Kat -   So this is working out what you should see if you smash two particles together?

Ben -   If the theory is right, yeah.

Chris -   So why do you want to smash things together?  How does that actually help?

Ben -   Because we can't actually see with the naked eye or even with a microscope we can't actually see these particles.  They're much too small so the only way to probe them at all is to have something very high in energy that breaks them apart and you can see what they decay into, for instance.  You can get a picture of what happens after those collisions.  That's the only way you have, really, of probing them.

Chris -   What's new about the large hadron collider?  What have we done in the past and how does this differ?

Ben -   Plenty of different collisions have been happening in the past and basically the energy gets higher and higher and higher every time.  In Einstein's equation E=MC2, if you're got more energy you can make heavier particles.  So particles that were previously undiscovered, when you pass an energy threshold, all of a sudden you'll be able to produce them.  That's what's hoped particularly for the Higgs boson hypothetical particle that's hoped will show up there.

Chris -   So up until now people have been slamming things together the same way as they will do in the LHC but now they're gonna be able to do it even more powerfully?

Ben -   Yeah, basically that's right.  The technology's come on a lot and that's why they're able now to do such high energy collisions.

Kat -   Where's this gonna stop?  If we've got this new, exciting, huge particle accelerator, what if you do some sums you'll find some evidence that means you'll have to build an even bigger one to get even higher energies?  Do you think that the LHC would be the answer to everything?

Ben -   Not necessarily.  You might need to build one more, actually.

Kat -   An even bigger one?

Ben -   Well, it won't necessarily be bigger.

Chris -   Don't these things consume energy on the scale of a national grid just for one experiment?

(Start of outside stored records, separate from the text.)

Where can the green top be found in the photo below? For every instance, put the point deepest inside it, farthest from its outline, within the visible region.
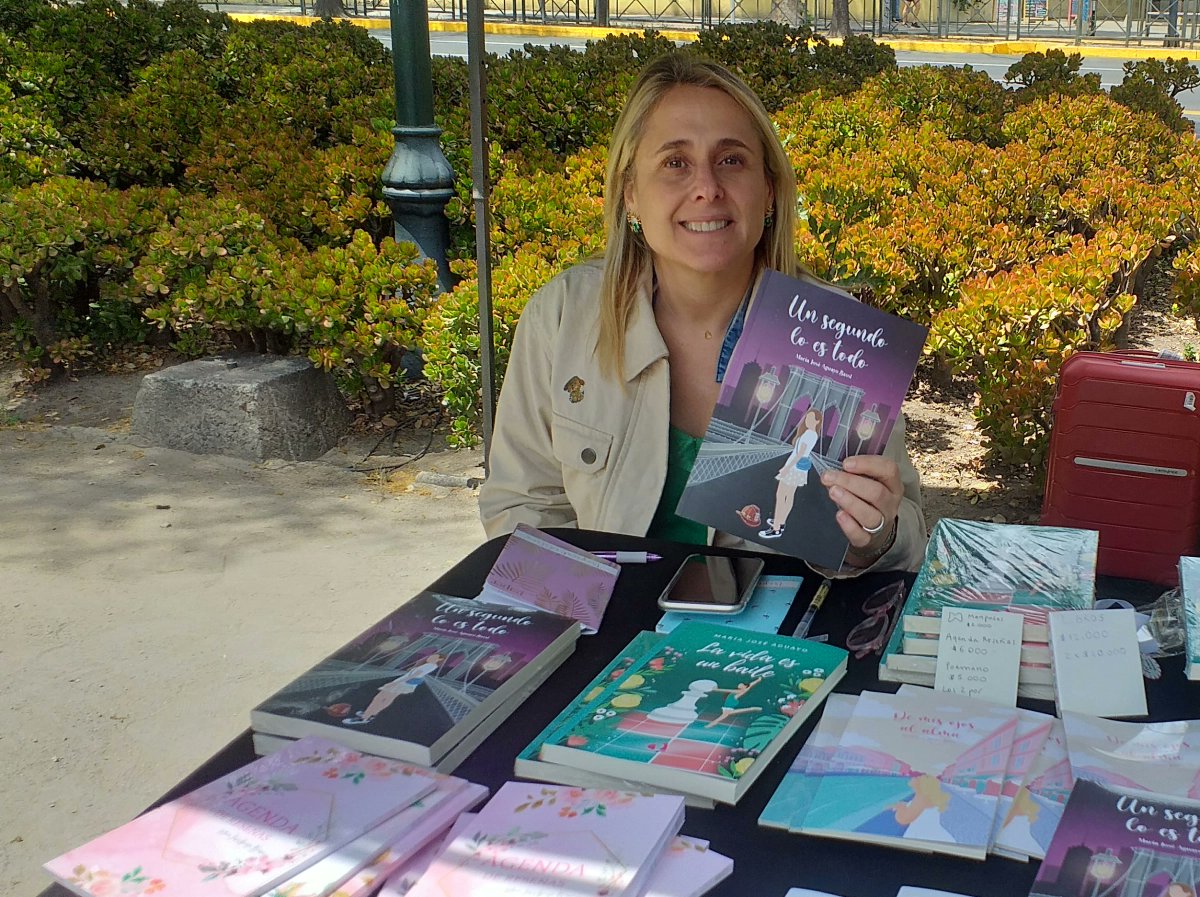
(682, 450)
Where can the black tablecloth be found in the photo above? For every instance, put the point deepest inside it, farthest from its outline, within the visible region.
(767, 861)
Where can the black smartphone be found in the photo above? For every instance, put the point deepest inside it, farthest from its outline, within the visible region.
(712, 583)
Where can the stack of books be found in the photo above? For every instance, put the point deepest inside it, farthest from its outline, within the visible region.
(426, 684)
(918, 770)
(699, 711)
(538, 840)
(312, 818)
(993, 566)
(1162, 757)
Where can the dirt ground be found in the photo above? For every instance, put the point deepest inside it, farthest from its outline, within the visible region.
(151, 597)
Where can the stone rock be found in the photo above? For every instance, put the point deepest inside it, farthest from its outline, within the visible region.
(253, 407)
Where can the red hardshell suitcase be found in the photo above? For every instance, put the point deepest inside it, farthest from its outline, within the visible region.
(1125, 456)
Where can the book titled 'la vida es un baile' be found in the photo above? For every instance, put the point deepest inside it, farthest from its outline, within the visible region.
(815, 378)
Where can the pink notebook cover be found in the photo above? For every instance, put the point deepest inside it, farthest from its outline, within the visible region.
(423, 818)
(545, 841)
(247, 831)
(425, 841)
(537, 570)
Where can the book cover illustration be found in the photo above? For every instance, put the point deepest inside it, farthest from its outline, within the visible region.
(1161, 757)
(1189, 593)
(790, 802)
(537, 570)
(1029, 742)
(922, 770)
(703, 712)
(581, 705)
(1030, 823)
(421, 678)
(1114, 843)
(765, 612)
(249, 830)
(544, 841)
(816, 377)
(1001, 566)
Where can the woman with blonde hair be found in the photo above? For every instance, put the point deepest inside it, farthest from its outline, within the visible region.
(617, 362)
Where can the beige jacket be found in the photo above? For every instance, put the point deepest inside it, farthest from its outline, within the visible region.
(575, 449)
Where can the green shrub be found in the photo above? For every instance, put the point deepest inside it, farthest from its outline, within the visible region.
(966, 104)
(207, 272)
(144, 137)
(357, 309)
(1151, 85)
(31, 149)
(67, 246)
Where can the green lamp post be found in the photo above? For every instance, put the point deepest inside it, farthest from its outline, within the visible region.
(418, 181)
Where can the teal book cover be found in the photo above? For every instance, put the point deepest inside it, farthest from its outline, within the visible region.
(1189, 590)
(765, 612)
(703, 712)
(790, 802)
(921, 770)
(640, 645)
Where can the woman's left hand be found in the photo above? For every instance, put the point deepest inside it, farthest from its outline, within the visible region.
(868, 493)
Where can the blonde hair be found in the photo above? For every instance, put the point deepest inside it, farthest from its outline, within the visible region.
(802, 425)
(929, 789)
(628, 259)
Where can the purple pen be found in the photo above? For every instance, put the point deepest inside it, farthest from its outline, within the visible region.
(629, 557)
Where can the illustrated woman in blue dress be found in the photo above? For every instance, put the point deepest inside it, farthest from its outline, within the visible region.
(795, 473)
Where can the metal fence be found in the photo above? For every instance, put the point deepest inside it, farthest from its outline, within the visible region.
(1150, 23)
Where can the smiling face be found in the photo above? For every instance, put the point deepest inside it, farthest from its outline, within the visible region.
(699, 185)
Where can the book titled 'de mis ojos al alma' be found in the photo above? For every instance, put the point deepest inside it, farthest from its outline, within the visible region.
(816, 377)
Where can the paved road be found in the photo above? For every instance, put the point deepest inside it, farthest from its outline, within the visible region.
(1110, 68)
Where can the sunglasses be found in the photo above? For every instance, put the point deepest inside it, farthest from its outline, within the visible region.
(871, 633)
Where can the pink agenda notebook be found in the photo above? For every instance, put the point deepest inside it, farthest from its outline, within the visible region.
(537, 570)
(247, 831)
(545, 841)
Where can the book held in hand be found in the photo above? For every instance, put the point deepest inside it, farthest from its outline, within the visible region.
(534, 570)
(816, 377)
(249, 830)
(423, 679)
(703, 712)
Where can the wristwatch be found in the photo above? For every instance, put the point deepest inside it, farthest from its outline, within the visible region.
(885, 547)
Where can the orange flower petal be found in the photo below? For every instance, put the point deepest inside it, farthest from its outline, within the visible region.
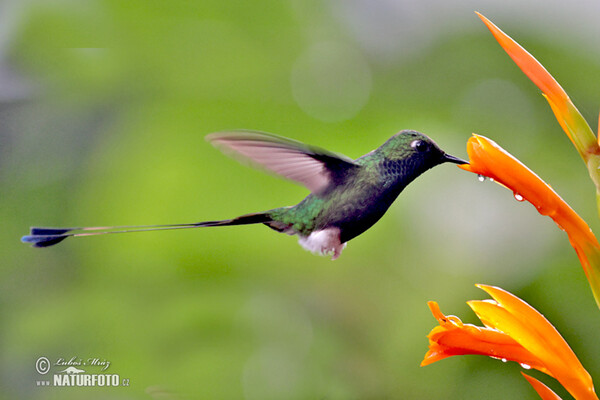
(487, 158)
(565, 111)
(528, 64)
(514, 331)
(544, 391)
(454, 338)
(532, 330)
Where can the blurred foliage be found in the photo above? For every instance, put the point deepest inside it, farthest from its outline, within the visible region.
(108, 128)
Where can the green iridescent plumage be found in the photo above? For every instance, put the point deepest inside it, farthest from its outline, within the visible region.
(347, 196)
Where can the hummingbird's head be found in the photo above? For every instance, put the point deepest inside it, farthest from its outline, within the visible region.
(417, 150)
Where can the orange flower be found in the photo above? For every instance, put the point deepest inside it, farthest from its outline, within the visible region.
(566, 113)
(453, 338)
(489, 159)
(513, 331)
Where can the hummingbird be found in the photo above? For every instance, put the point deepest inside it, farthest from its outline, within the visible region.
(346, 197)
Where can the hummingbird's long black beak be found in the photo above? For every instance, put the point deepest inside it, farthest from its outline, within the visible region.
(452, 159)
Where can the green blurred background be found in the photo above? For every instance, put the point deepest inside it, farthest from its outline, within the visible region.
(104, 106)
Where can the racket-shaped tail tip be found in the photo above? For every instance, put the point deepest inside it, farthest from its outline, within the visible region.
(43, 240)
(49, 231)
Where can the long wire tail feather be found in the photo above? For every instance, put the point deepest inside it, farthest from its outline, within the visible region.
(43, 240)
(45, 237)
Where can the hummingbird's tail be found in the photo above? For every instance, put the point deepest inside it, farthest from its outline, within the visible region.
(45, 237)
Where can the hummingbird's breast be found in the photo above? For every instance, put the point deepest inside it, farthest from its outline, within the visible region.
(352, 207)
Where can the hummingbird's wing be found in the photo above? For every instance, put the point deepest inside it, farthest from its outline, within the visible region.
(315, 168)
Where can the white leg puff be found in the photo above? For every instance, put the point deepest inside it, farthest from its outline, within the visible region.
(323, 242)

Ben -   It's not as much as that, actually.  It is a lot of power, its 100MW or so.

Chris -   That's about 20% of a reasonable nuclear power station.  So that's quite a lot isn't it?

Ben -   It's a lot of power so you do have to weigh up the cost of these things and decide whether the science you're gonna get out of it is actually worth the cost.  It was decided, and I think rightly, that for the LHC, the answer to that question is yes.  It will be that that decides whether the next one is built.